U couldn’t necessarily go any earlier in the spring with “Sarah Marshall,” particularly since there was already one Apatow-produced film in the marketplace: “Drillbit Taylor,” which Paramount released in March.

Universal prexy of worldwide marketing and distribution Adam Fogelson said he gets why some people may question U’s decision to open “Baby Mama” and “Sarah Marshall” so close to each other.

“While I totally understand the instinct to worry, I’ve had a hard time finding numbers to support the notion that the legs are cut out from under a movie because of a new opener, or that a new opener can’t get traction because of a movie already in the marketplace,” Fogelson said.

While “Baby Mama” will play to females, John Cho-Kal Penn starrer “Harold & Kumar” should play well among younger men, also one of the key demos for Apatow’s raunchy romantic comedies.

“Baby Mama” and “Harold & Kumar” are rated PG-13 and R, respectively.

The heavily marketed “Sarah Marshall” opened to $17.7 million last weekend on the strength of younger women and men. Film came in second to Lionsgate’s Jet Li-Jackie Chan fantasy adventure “Forbidden Kingdom,” which opened to $21.4 million.

“Sarah Marshall” cost $30 million to produce, so U is likely in good shape financially. Still, the studio is betting that the raunchy laffer will have the same strong legs as previous Apatow hits “Superbad,” “Knocked Up” and “The 40-Year-Old Virgin.”

Fogelson said movies have “legs regardless of what kind of new movie is coming into the marketplace, even if it is a film that’s similar in genre.”

He points to the record-breaking box office in summer 2007, when any number of movies did good business despite fierce competition.

“Harold & Kumar” could have an edge going into the weekend, according to early tracking. Like “Sarah Marshall,” neither “Baby Mama” nor “Harold & Kumar” were expensive to produce.

New Line’s “Harold & Kumar Go to White Castle” stoner comedy cumed just $18 million at theaters in 2004 but went on to become a smash hit on DVD. Sequel, which pokes irreverent fun at the Bush administration’s war on terror, is the first New Line title to be distributed by Warner Bros. since New Line was largely disbanded and made a label in the WB fold.

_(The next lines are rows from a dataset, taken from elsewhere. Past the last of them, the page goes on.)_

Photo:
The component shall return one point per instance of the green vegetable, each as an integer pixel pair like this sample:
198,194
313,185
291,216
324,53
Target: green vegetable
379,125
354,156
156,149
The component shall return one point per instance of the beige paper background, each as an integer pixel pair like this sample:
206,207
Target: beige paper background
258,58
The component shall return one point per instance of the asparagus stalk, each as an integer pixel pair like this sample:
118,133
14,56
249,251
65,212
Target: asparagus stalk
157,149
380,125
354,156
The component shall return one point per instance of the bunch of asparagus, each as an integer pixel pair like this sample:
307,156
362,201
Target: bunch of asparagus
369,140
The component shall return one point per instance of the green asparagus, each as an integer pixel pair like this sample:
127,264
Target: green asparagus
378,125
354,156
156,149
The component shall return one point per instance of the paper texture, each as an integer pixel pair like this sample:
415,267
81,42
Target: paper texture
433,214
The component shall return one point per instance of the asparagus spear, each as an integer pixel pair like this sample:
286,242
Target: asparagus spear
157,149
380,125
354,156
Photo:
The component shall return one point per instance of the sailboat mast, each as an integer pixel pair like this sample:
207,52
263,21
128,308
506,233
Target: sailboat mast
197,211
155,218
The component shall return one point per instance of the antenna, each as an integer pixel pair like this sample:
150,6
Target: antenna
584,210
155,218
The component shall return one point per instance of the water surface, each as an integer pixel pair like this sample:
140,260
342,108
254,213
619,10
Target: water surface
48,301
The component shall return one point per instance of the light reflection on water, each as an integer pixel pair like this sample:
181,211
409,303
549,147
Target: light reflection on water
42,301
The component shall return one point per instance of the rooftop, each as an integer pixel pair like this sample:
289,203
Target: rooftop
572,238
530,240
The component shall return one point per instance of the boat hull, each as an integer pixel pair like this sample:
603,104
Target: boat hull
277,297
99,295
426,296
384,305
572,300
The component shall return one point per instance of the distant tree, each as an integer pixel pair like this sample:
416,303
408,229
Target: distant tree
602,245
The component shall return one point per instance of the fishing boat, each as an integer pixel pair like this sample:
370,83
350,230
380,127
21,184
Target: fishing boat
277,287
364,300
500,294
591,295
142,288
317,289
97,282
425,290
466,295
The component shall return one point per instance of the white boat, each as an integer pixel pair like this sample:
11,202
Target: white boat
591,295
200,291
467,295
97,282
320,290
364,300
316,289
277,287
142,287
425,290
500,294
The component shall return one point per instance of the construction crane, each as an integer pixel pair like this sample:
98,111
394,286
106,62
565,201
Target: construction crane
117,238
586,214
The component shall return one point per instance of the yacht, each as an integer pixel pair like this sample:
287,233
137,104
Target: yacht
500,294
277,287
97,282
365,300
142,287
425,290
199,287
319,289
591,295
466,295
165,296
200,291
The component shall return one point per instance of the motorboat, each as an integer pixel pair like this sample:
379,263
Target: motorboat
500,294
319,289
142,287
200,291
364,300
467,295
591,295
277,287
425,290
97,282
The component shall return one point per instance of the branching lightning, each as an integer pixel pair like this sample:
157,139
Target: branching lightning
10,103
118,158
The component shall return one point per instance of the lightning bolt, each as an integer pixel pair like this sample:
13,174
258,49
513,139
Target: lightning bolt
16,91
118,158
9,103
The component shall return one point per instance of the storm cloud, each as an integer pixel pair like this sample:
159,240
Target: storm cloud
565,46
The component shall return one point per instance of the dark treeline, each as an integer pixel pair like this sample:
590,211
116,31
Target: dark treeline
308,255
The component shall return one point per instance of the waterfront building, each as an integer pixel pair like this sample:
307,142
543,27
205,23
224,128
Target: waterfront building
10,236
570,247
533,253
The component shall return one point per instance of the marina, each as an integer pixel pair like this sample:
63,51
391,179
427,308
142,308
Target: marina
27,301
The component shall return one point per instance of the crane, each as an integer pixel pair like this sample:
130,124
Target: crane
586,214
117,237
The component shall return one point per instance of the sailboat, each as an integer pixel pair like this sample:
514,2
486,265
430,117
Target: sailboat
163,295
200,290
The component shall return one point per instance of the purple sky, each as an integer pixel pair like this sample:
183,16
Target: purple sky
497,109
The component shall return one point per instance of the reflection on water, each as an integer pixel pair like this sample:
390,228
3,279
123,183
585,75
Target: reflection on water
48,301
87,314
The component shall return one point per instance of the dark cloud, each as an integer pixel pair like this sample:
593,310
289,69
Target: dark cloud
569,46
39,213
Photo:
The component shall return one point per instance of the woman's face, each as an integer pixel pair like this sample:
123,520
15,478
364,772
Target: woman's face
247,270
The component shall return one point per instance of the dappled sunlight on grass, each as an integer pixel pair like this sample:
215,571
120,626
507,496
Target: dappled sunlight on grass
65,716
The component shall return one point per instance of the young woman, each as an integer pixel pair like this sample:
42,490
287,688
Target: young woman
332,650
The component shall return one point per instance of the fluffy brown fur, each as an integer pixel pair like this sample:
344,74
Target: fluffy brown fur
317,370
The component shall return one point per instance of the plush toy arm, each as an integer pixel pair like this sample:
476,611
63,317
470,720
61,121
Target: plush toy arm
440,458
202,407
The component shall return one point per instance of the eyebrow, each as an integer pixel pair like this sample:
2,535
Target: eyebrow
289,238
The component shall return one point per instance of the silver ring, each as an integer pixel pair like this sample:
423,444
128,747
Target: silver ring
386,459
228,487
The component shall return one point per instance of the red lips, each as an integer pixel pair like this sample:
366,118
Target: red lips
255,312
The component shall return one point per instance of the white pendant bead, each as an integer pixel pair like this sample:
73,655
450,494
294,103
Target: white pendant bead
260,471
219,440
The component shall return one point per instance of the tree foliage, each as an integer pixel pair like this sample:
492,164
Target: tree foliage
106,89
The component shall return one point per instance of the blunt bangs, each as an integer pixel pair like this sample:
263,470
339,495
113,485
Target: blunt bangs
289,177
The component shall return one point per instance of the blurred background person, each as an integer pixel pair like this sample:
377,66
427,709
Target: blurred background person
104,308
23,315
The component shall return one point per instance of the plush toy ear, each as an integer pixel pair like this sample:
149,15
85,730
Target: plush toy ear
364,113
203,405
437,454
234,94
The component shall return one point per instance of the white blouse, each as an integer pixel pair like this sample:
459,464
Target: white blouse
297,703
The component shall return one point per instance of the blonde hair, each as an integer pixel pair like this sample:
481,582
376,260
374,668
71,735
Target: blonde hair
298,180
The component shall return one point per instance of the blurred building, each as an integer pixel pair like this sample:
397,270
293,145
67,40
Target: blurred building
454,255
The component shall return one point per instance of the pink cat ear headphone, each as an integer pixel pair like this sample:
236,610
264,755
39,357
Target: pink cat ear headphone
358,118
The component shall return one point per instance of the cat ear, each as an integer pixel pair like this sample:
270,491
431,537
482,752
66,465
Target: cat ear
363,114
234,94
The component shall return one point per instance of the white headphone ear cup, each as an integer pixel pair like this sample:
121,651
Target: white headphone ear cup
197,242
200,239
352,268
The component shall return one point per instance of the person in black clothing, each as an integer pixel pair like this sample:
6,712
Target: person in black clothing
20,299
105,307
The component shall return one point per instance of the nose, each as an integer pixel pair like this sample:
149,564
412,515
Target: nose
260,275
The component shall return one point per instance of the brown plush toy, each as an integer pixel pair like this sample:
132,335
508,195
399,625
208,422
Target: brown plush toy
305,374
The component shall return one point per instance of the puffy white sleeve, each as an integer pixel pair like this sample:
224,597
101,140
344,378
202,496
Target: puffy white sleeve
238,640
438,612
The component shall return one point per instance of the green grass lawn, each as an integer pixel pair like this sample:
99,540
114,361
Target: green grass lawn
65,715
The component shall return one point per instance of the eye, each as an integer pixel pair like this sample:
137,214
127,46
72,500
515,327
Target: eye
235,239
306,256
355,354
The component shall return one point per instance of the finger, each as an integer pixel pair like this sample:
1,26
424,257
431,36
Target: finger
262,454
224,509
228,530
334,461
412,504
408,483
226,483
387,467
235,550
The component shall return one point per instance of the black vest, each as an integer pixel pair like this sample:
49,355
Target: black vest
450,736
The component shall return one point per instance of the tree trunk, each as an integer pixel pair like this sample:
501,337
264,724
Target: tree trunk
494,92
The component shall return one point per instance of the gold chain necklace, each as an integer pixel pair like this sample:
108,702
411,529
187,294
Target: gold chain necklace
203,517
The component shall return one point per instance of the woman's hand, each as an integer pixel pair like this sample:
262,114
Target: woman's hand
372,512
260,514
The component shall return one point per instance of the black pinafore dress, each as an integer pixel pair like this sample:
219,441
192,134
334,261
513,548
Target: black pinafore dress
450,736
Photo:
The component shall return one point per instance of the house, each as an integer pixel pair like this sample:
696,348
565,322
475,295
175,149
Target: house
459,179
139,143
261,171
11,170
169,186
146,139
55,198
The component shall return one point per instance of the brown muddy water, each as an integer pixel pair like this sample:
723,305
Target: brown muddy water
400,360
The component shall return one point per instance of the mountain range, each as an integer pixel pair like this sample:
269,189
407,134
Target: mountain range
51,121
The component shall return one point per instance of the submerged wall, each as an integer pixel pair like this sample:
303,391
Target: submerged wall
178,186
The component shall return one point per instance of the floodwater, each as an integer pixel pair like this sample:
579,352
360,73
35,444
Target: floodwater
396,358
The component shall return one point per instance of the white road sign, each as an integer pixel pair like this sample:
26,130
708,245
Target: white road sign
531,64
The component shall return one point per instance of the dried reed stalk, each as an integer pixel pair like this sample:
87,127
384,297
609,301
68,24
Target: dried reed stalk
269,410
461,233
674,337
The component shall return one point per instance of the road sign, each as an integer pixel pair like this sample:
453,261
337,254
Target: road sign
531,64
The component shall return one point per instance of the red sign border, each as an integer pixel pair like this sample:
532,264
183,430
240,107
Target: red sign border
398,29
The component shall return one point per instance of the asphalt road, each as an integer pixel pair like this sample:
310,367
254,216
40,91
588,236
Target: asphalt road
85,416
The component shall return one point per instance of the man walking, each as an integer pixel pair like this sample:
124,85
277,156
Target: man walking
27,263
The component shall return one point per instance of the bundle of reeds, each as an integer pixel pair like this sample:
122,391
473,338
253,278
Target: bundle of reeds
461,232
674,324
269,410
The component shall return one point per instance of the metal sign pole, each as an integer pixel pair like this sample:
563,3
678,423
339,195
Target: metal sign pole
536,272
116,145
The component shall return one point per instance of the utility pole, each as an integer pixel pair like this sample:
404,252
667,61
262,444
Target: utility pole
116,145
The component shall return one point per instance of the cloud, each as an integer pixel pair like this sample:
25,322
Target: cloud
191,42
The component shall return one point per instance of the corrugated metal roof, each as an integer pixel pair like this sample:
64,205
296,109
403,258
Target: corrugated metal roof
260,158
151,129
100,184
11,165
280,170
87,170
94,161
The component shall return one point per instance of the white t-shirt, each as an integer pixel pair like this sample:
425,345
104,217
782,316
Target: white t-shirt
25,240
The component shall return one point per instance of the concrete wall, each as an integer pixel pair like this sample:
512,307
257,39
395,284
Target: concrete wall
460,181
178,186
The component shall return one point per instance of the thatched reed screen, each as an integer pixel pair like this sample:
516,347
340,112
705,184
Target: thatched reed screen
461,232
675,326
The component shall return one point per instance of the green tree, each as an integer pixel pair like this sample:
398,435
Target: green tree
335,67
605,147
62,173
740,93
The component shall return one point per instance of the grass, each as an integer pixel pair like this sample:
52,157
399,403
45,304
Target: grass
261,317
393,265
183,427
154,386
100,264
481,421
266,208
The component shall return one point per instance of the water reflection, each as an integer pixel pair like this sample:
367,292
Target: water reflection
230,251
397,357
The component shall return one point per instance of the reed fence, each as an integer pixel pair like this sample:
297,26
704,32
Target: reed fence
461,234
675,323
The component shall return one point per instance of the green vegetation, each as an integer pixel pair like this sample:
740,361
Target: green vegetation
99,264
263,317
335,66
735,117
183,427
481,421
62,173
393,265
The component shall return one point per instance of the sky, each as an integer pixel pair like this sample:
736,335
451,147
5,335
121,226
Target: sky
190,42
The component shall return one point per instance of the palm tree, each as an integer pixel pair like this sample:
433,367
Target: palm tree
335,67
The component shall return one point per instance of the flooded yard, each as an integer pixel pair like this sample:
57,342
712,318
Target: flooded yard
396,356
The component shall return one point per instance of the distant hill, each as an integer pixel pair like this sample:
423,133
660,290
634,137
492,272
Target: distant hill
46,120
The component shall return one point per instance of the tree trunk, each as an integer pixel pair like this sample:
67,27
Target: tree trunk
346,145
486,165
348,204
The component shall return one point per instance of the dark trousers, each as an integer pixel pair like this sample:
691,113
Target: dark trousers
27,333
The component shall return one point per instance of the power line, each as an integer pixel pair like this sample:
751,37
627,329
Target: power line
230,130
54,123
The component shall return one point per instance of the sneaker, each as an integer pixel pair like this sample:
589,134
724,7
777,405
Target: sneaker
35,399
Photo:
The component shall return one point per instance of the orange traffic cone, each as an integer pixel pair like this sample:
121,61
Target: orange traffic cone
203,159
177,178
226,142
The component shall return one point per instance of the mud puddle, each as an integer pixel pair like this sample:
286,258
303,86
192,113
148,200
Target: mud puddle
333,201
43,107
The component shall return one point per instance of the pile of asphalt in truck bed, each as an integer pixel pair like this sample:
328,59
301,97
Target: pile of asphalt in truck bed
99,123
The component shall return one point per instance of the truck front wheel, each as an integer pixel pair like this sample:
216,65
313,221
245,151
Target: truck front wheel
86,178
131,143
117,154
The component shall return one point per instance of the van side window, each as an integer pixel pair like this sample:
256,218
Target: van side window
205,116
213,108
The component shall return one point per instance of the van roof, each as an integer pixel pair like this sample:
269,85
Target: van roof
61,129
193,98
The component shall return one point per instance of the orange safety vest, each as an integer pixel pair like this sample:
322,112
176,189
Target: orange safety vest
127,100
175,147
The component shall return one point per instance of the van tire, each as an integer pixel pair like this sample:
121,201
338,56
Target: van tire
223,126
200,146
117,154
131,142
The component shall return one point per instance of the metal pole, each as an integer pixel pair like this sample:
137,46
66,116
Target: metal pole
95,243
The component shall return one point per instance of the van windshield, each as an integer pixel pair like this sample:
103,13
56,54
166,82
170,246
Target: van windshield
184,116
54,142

If the audience is fractured this weekend, it only gets more intense next session, when Paramount/Marvel’s “Iron Man” and Sony’s romantic comedy “Made of Honor” officially kick off summer at the box office. The next weekend, on May 9, Warners bows “Speed Racer,” while 20th Century Fox opens “What Happens in Vegas” — another comedy. Also over the May 9 frame, Paramount Vantage opens laffer “Son of Rambow” in a limited run.